Imposte e Agevolazioni Fiscali

Se il mutuo è concesso da una banca, il cliente paga un'imposta pari a 2% dell'ammontare complessivo, o allo 0,25% nel caso di acquisto di una prima casa. L'imposta è trattenuta direttamente dalla banca, per cui la somma percepita dal cliente è inferiore all'importo concesso.

Se il mutuo è concesso da una impresa finanziaria non bancaria, per esempio una società finanziaria, le condizioni sono meno favorevoli (per le agevolazioni fiscali sui mutui > www.agenziaentrate.gov.it). Ci possono essere poi altre imposte legate all'iscrizione dell'ipoteca o altri adempimenti.

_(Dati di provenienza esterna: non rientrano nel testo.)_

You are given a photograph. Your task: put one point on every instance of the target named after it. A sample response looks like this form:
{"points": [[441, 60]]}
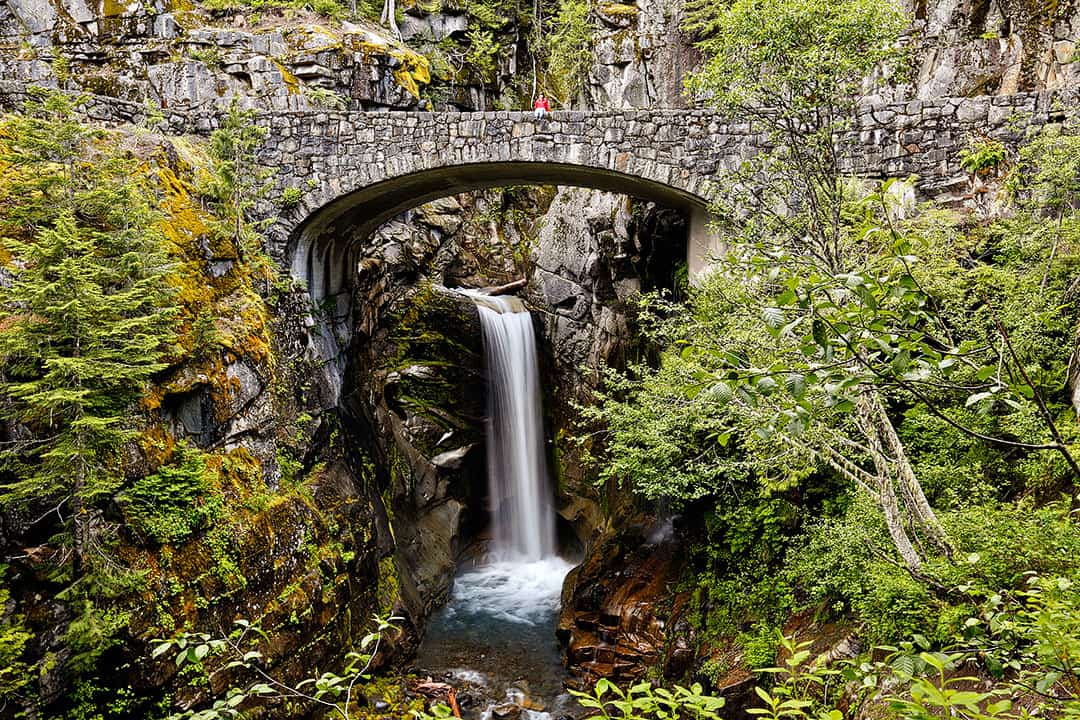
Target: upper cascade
{"points": [[523, 517]]}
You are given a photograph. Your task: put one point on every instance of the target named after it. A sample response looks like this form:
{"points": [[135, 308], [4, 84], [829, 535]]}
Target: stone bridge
{"points": [[356, 170], [360, 170]]}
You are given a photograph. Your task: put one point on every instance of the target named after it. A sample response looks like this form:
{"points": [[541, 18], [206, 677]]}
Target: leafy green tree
{"points": [[234, 181], [86, 316]]}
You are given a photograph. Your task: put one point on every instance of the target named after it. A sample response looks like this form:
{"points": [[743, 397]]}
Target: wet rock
{"points": [[617, 608], [507, 711]]}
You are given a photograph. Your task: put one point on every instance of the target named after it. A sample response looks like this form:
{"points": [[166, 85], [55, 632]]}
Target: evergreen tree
{"points": [[85, 313]]}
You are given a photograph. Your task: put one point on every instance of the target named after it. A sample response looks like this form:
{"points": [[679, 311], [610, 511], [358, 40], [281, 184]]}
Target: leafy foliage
{"points": [[85, 313], [239, 653], [569, 46], [174, 502]]}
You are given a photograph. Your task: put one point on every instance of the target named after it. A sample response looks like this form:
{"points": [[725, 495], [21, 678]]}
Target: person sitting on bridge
{"points": [[541, 107]]}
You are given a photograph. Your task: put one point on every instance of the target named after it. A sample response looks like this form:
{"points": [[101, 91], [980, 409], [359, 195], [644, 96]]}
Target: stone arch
{"points": [[321, 254], [359, 170]]}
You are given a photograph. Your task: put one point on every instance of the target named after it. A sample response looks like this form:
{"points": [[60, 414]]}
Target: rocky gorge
{"points": [[346, 438]]}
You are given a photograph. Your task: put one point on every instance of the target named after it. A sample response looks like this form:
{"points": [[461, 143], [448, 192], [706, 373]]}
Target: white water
{"points": [[523, 520], [497, 632]]}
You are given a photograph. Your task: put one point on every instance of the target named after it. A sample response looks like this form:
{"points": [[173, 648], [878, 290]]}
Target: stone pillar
{"points": [[702, 245]]}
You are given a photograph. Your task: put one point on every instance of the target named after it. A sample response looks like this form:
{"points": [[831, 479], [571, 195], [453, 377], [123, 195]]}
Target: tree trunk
{"points": [[922, 514], [887, 493], [389, 16]]}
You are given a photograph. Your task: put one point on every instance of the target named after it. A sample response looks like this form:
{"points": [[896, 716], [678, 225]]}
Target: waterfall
{"points": [[522, 515], [499, 624]]}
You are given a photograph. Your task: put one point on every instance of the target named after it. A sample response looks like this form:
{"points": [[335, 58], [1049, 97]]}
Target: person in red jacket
{"points": [[541, 107]]}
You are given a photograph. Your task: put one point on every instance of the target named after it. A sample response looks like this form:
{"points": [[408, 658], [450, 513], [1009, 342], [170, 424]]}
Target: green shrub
{"points": [[175, 502]]}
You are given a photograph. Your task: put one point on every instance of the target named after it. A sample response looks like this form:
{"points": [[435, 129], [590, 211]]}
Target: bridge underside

Gli interessi pagati per un mutuo ipotecario per l'acquisto, la costruzione o la ristrutturazione dell'abitazione principale sono detraibili dall'Irpef. L'importo e le condizioni per le detrazioni sono fissati per legge. Per approfondimenti potete chiedere informazioni al vostro intermediario finanziario, consultare il sito www.agenziaentrate.gov.it oppure contattare il call center al numero 848.800.444.

Altri costi

Al tasso di interesse e alle imposte vanno aggiunti:

  • Il compenso all'intermediario per le spese di istruttoria (> il mutuo dalla A alla Z), che può essere calcolato sia in misura fissa sia in misura percentuale sull'ammontare del finanziamento.
  • Le spese di perizia, che possono essere richieste per la valutazione dell'immobile da ipotecare.
  • Le spese notarili per il contratto di muto e l'iscrizione dell'ipoteca nei registri immobiliari.
  • Il costo del premio di assicurazione e copertura dei danni sull'immobile ed eventualmente dei rischi legati a eventi relativi alla vita el cliente che potrebbero impedirgli di rimborsare il prestito.
  • Altre spese: commissione annua di gestione pratica, spese incasso rata, spese invio comunicazioni (l'elenco completo delle spese è nel foglio informativo).

Qualora si decidesse di ricorrere a un mediatore creditizio, è importante informarsi prima sul compenso richiesto, che potrebbe essere alto.

Piano di Ammortamento

E' importante, per i mutui che sono o potrebbero rimanere a tasso fisso per tutta la durata del contratto, chiedere all'intermediario di poter esaminare il piano di ammortamento. Il piano di ammortamento è il piano di riduzione del debito.

Il piano stabilisce la data entro la quale tutto il debito deve essere pagato, la periodicità delle singole rate (mese, trimestre, semestre) e i criteri per determinare ogni rata.

La rata è composta da due elementi:

  • Quota capitale, cioè l'importo del finanziamento restituito.
  • Quota di interessi, cioè l'interesse maturato.

Esistono diversi meccanismi di restituzione del finanziamento.

In Italia, il piano di ammortamento più diffuso è il metodo cossiddetto "francese": la rata prevede una quota capitale crescente e una quota di interessi decrescente.

All'inizio si pagano soprattutto interessi; a mano a mano che il capitale viene restituito, l'ammontare degli interessi diminuisce e la quota capitale aumenta. La variazione della composizione della rata in quota capitale e quota interessi può coincidere sulle detrazioni fiscali, il cui importo può quindi cambiare di anno in anno.

Esempio:  Consideriamo ancora un prestito di 100.000 euro al tasso fisso del 5,5%, con un piano di ammortamento di 10 anni e con rate mensili.

La rata da pagare sarà sempre di 1.085 euro.

Mentre nella prima rata la quota capitale è di 627 euro e la quota di interessi di 458 euro, nell'ultima la quota capitale sarà di 1.080 euro e la quota di interessi di 5 euro.